Kündigungsgründe für Arbeitgeber: worauf kann eine Kündigung gestützt werden?

Ein Beitrag von Alexander Bredereck, Fachanwalt für Arbeitsrecht Berlin und Essen, und Maximilian Renger, wissenschaftlicher Mitarbeiter.

Kündigungsgründe für Arbeitgeber: worauf kann eine Kündigung gestützt werden?

Bei Kündigungsschutz ist Kündigungsgrund erforderlich: Findet das Kündigungsschutzgesetz Anwendung und genießt der Arbeitnehmer somit Kündigungsschutz, braucht der Arbeitgeber einen anerkannten Kündigungsgrund, wenn er diesen entlassen will.

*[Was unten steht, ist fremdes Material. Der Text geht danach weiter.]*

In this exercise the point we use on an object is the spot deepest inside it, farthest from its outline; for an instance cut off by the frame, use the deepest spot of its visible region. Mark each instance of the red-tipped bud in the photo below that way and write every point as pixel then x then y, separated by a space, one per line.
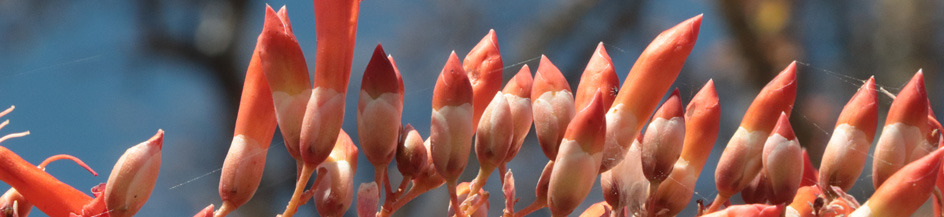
pixel 335 190
pixel 411 154
pixel 484 67
pixel 599 74
pixel 552 106
pixel 133 178
pixel 577 163
pixel 255 125
pixel 740 162
pixel 518 94
pixel 379 109
pixel 905 191
pixel 903 138
pixel 782 161
pixel 653 73
pixel 368 196
pixel 451 128
pixel 845 154
pixel 662 144
pixel 287 76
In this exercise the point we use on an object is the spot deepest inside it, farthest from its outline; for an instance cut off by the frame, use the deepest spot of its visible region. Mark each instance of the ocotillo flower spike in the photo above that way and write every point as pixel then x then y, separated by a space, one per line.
pixel 625 185
pixel 903 137
pixel 287 75
pixel 906 190
pixel 781 159
pixel 577 163
pixel 848 148
pixel 378 113
pixel 662 144
pixel 599 74
pixel 335 186
pixel 483 65
pixel 741 160
pixel 133 177
pixel 255 126
pixel 552 105
pixel 518 94
pixel 653 73
pixel 451 126
pixel 411 154
pixel 492 139
pixel 702 118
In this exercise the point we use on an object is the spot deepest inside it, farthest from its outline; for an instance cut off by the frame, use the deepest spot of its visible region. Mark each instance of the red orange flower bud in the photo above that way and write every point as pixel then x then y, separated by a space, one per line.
pixel 906 190
pixel 577 163
pixel 335 188
pixel 378 112
pixel 651 76
pixel 702 117
pixel 492 139
pixel 255 126
pixel 845 154
pixel 552 105
pixel 412 158
pixel 287 75
pixel 483 65
pixel 903 137
pixel 599 74
pixel 782 159
pixel 451 128
pixel 518 94
pixel 133 178
pixel 662 144
pixel 741 160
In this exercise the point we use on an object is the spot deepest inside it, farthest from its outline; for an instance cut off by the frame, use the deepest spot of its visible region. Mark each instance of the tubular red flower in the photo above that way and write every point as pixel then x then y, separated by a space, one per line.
pixel 552 105
pixel 740 162
pixel 287 75
pixel 903 137
pixel 483 65
pixel 255 126
pixel 599 74
pixel 651 75
pixel 131 181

Er muss seinen Grund in der Kündigung selbst zwar in aller Regel nicht angeben. Kommt es jedoch in der Folge zum Kündigungsschutzprozess, weil der Arbeitnehmer gegen die Kündigung klagt, muss der Arbeitgeber dann seinen Grund ausführlich darlegen. Es gibt im Wesentlichen drei große Fallgruppen von anerkannten Kündigungsgründen.

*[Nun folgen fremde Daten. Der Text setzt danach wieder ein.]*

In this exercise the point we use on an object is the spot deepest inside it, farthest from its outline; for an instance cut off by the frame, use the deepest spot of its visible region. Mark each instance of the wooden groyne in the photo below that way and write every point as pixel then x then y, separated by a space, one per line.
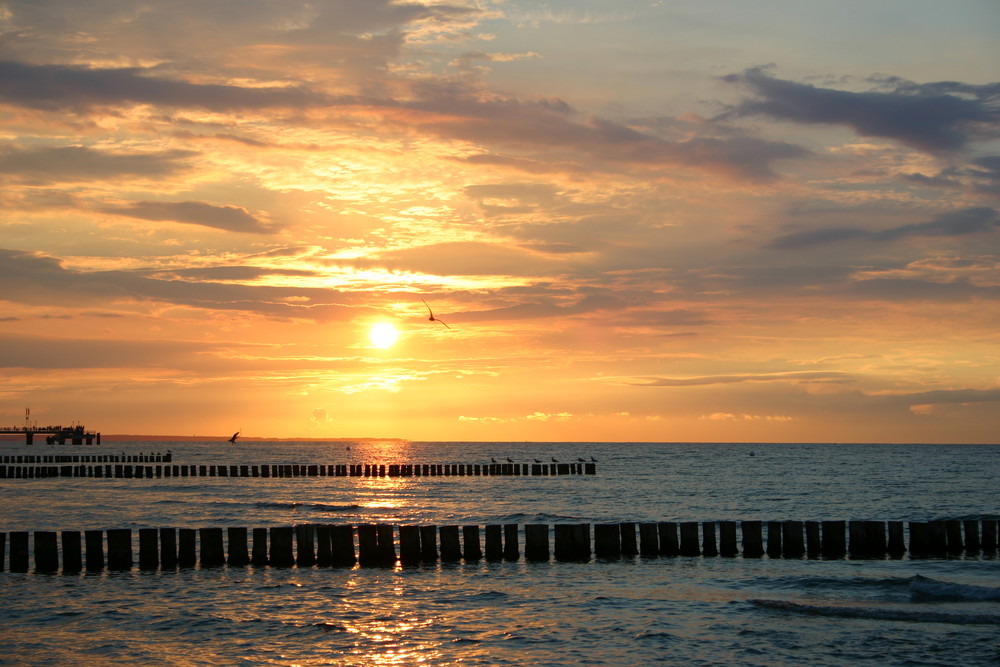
pixel 328 545
pixel 121 471
pixel 23 459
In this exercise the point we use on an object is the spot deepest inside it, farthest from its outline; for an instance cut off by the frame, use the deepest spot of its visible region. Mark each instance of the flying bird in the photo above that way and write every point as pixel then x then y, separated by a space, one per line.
pixel 432 318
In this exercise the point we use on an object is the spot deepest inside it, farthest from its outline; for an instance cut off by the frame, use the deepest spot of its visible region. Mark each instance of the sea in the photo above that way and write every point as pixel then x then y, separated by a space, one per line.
pixel 629 611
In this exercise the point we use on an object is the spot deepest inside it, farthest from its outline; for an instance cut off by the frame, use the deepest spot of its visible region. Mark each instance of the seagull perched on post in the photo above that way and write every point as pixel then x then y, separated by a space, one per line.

Betriebsbedingte Kündigung: Eine betriebsbedingte Kündigung kommt in Betracht, wenn dringende betriebliche Gründe aus der Sphäre des Arbeitgebers eine Beendigung des Arbeitsverhältnisses erforderlich machen. Dazu zählen Stellenabbau, Abteilungsschließungen, Umstrukturierungen, Auftragsrückgang oder auch Umstellungen bzw. Einstellungen der Produktion. Liegt ein solcher Grund vor, erfolgt in aller Regel eine ordentliche Kündigung. Ausnahmsweise, wenn eine solche nämlich z. B. durch Tarifvertrag ausgeschlossen ist, kommt auch eine außerordentliche betriebsbedingte Kündigung in Betracht, dann mit einer sozialen Auslauffrist, die im Prinzip die Einhaltung der Kündigungsfrist ersetzt.

Personenbedingte Kündigung: Die zweite große Fallgruppe an Kündigungsgründen stellt die sog. personenbedingte Kündigung dar. Hier wird die Kündigung auf Eigenschaften des Arbeitnehmers gestützt, auf die dieser keinen Einfluss hat. Dazu zählen etwa ein krankheitsbedingter Ausfall (krankheitsbedingte Kündigung) sowie auch der Verlust der Fahrerlaubnis bei Berufskraftfahrern. Bei der personenbedingten Kündigung ist in der Regel eine vorherige Abmahnung des Arbeitnehmers nicht erforderlich, da dieser auf den entsprechenden Kündigungsgrund gerade keinen Einfluss hat und ihn somit auch nicht abstellen kann.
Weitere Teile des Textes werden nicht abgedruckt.